Ten things about the Chemical Weapons Convention
- 11 October 2013
- From the section World
The 16-year-old Chemical Weapons Convention has been in the spotlight since Syria decided to join in an apparent bid to avoid US-led military intervention over the government's alleged use of chemical weapons. But here are some lesser known facts about the origins of the treaty, whom it covers, what it covers - and who has complied with its obligations.
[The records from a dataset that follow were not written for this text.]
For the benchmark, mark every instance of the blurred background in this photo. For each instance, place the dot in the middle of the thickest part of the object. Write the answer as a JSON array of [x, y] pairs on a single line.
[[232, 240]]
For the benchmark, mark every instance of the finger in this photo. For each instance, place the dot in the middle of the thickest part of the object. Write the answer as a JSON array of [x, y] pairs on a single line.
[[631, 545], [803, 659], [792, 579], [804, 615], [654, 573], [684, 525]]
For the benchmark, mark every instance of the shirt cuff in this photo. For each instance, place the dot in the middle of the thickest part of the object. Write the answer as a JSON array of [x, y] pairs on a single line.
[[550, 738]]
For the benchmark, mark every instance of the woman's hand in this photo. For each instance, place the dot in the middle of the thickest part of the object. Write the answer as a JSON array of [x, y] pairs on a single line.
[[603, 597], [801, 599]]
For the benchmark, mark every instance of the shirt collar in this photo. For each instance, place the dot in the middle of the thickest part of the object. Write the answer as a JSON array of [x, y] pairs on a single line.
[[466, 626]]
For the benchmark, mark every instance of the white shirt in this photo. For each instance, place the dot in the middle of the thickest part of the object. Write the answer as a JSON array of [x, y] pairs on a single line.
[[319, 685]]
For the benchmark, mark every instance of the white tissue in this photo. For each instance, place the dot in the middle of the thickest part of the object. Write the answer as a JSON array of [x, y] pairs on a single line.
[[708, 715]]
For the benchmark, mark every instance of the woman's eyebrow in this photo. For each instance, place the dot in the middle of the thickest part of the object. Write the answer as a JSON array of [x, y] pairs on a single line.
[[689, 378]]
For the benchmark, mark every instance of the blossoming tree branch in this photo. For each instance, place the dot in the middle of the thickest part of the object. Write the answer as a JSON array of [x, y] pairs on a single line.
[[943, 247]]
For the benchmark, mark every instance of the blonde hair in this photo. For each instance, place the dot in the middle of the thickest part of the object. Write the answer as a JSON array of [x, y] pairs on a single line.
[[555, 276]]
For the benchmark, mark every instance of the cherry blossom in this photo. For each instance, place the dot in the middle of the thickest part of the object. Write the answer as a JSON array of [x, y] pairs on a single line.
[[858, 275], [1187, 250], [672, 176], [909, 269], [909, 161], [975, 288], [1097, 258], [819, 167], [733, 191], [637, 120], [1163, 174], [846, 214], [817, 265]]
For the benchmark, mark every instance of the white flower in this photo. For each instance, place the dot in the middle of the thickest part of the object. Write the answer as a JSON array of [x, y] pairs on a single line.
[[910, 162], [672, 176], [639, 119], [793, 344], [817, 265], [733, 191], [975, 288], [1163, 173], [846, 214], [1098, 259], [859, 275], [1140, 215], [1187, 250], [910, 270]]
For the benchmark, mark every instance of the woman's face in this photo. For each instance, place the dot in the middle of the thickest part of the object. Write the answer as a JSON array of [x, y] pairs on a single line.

- Modern use of chemical weapons dates back to World War I, when weaponised commercial chemicals such as chlorine, phosgene and mustard gas caused agonising suffering and tens of thousands of deaths. The development and stockpiling of chemical weapons accelerated during the Cold War, though their actual use was recorded only in a few cases
- A ban was first floated in 1968, but the text for the convention was only submitted to the UN General Assembly for approval 24 years later
- Between April 1997, when the convention came into force, and July 2013, the Organisation for the Prohibition of Chemical Weapons (OPCW) - which polices the convention - conducted more than 5,000 inspections in 86 out of the 189 countries that are party to the convention. But the OPCW can't do much to enforce compliance, outside recommending measures to states or referring matters to the UN General Assembly or Security Council
- Seven state parties have declared chemical weapons stockpiles totalling over 70,000 tonnes, and so far some 80% of this has been destroyed
- But only three countries - Albania, India and a third party widely believed to be South Korea - have destroyed all their stockpiles
- The countries with the biggest declared stockpiles, the United States and Russia, failed to meet deadlines for their total destruction in April 2007 and April 2012. The deadlines have now been extended once again
- The US currently has a stockpile of some 3,000 tonnes of chemical agents - three times the amount Western powers say Syria possesses
- There are some contentious exclusions from the CWC, such as white phosphorus - which if used as smoke (to camouflage movement) is not considered a chemical weapon despite its potential toxic effects. Napalm and dynamite are excluded because their primary destructive effects are considered to be incendiary and not chemical
- The CWC's remit also does not include biological weapons - weaponisable bio-agents such as bacteria, viruses or fungi - which is covered by the Biological Weapons Convention
- Five states - Angola, North Korea, Egypt, South Sudan and Syria - have neither signed nor ratified the agreement, though Syria is now in the process of doing so. Israel and Burma (also known as Myanmar) have signed but not ratified.